Julie, from West Moors, moved into a new flat in September last year, just a month after starting a new job with a service engineering company.
She was looking forward to a ‘new start’ when she noticed a tiny lump in her neck.
Her GP prescribed Julie with anti- inflammatory pills and she continued to practise her passion for Ceroc dance. But she also noticed she was becoming increasingly breathless.
In November Julie suddenly coughed up blood one day and was sent to hospital where an x-ray picked up a blockage in her chest.
A CT scan and a biopsy were performed and she waited anxiously for the results.
She said: “I’m single and my parents Valerie and John who are both in their 70s live nearby and of course they were worried sick.
“I’m a very positive person and was determined to have a plan of action if the news was bad, but even so, being told you have something called Primary Mediastinal Diffuse Large B cell Lymphoma was terrifying.”
Julie was advised that although she was suffering from a very aggressive form of cancer, treatment carried a 70 per cent success rate and she began six rounds of chemotherapy.
“Obviously I had to tell my new employers that I had cancer and I was signed off, which made me feel extremely guilty,” she said.
“It was a struggle living on statutory sick pay. And between every round of chemo I developed a dreadful chest infection and even sepsis at one point. I was completely knocked out by it.”
Julie’s long hair also came out in handfuls.
She said: “I was distraught. But one day I had enough and went and had it all shaved off.
“I then donated my hair to the Little Princess Trust to make wigs for sick children and went out dancing in defiance to show it wouldn’t affect me. But of course it did.”
She added: “Being without hair isn’t just upsetting because of how you look and feel, it’s also uncomfortable.

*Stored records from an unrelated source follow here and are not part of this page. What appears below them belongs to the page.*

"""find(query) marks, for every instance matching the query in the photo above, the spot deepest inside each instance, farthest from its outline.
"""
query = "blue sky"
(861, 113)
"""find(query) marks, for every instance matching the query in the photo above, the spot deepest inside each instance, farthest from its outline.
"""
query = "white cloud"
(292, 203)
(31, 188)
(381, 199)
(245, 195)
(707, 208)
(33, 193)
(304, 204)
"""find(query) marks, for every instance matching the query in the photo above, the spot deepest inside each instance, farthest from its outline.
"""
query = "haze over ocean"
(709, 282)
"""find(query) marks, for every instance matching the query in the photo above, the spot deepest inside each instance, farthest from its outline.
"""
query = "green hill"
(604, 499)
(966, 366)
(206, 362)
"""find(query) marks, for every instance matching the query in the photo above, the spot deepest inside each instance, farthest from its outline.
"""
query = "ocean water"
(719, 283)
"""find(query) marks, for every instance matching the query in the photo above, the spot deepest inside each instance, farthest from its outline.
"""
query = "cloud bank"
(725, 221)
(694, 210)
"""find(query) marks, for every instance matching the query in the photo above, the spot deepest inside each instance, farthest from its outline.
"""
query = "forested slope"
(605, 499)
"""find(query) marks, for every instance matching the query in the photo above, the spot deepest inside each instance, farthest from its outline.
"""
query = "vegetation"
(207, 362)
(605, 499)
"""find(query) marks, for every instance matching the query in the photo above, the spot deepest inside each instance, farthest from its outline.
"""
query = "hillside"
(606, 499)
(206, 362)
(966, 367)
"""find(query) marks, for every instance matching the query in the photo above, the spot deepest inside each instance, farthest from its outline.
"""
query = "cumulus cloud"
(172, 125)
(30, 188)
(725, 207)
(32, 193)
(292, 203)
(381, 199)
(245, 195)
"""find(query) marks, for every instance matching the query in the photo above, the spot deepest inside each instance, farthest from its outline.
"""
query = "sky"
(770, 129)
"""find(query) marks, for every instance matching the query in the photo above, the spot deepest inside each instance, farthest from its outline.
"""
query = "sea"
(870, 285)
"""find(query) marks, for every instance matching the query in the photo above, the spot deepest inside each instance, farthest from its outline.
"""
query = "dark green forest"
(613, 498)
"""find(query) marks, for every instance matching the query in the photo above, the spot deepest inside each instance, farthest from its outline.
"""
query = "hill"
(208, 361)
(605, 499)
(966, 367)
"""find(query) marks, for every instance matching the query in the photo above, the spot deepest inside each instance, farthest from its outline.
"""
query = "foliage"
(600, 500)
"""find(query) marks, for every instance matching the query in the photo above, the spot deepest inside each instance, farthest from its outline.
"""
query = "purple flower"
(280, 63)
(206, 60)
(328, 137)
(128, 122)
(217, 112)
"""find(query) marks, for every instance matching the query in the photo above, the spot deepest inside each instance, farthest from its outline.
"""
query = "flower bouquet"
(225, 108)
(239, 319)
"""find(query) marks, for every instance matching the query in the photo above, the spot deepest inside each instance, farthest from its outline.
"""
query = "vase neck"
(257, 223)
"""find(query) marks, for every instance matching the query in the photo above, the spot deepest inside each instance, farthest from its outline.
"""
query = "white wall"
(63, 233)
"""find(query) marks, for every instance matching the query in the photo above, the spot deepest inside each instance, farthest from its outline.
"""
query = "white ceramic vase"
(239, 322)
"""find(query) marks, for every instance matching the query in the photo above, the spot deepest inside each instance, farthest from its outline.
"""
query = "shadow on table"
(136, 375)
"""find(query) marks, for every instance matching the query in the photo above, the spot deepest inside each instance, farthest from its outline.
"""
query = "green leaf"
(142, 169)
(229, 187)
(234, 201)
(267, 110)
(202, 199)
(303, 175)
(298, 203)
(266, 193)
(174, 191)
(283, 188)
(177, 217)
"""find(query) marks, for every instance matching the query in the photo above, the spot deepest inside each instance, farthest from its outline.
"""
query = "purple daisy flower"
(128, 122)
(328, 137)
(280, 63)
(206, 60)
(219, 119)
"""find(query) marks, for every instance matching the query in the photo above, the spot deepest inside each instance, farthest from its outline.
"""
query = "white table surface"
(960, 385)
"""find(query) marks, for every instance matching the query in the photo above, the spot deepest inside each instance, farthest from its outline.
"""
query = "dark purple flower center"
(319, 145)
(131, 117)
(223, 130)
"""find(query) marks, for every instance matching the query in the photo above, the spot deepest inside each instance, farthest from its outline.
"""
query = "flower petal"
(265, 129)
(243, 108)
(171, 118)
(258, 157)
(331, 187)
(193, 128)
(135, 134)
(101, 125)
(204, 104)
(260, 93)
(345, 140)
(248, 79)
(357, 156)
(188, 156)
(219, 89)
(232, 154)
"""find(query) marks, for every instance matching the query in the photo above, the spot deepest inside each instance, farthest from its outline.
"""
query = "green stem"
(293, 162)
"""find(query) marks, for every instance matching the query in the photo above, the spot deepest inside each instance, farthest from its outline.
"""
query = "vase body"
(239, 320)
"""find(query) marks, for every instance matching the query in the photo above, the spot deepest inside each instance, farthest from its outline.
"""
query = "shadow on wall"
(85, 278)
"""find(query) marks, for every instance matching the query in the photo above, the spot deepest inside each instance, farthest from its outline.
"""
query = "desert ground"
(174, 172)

“I was cold and my head was sore. I also developed neuropathy (a loss of feeling) in my fingers – a side effect of the chemo – and I could no longer open doors and things properly. Everything seemed pretty hopeless.”
Julie heard about Dorset Cancer Care Foundation (DCCF) through the Macmillan cancer charity.
DCCF supporters across the county raise money to fund financial grants for Dorset families struggling because of cancer.
Julie said: “With DCCF’s help I was able to buy some hats and pretty headscarves which made me feel more normal. They also bought me a dexterity aid for my hands which was a huge help.
“Meanwhile my parents, my friends and my fellow Ceroc Dorset dancers, including my teachers Brett and Caroline, showered me with love and support.
“Cancer is lonely. The days are long and I would never would have got through this without them.”
Julie is now in metabolic remission with no detectable cancer cells in her body.
She keeps a before and after x-ray of her chest on her phone to show that the huge mass that was once there, is now gone.
She said: “My new start turned into a nightmare almost overnight. But I’m thankful for the treatment I have had, the friendship and love I have been shown and the generosity of strangers, who through DCCF have helped keep me smiling.
“I’m still weak, but I am booked into a dance weekend in East Sussex with friends this month (June) and I will be hitting that dance floor with a new found passion for life.”
Dorset Cancer Care Foundation’s High Five campaign asks people to contribute five pounds or more, with the goal of raising £250,000 in the coming year to fund even more grants for local people with cancer.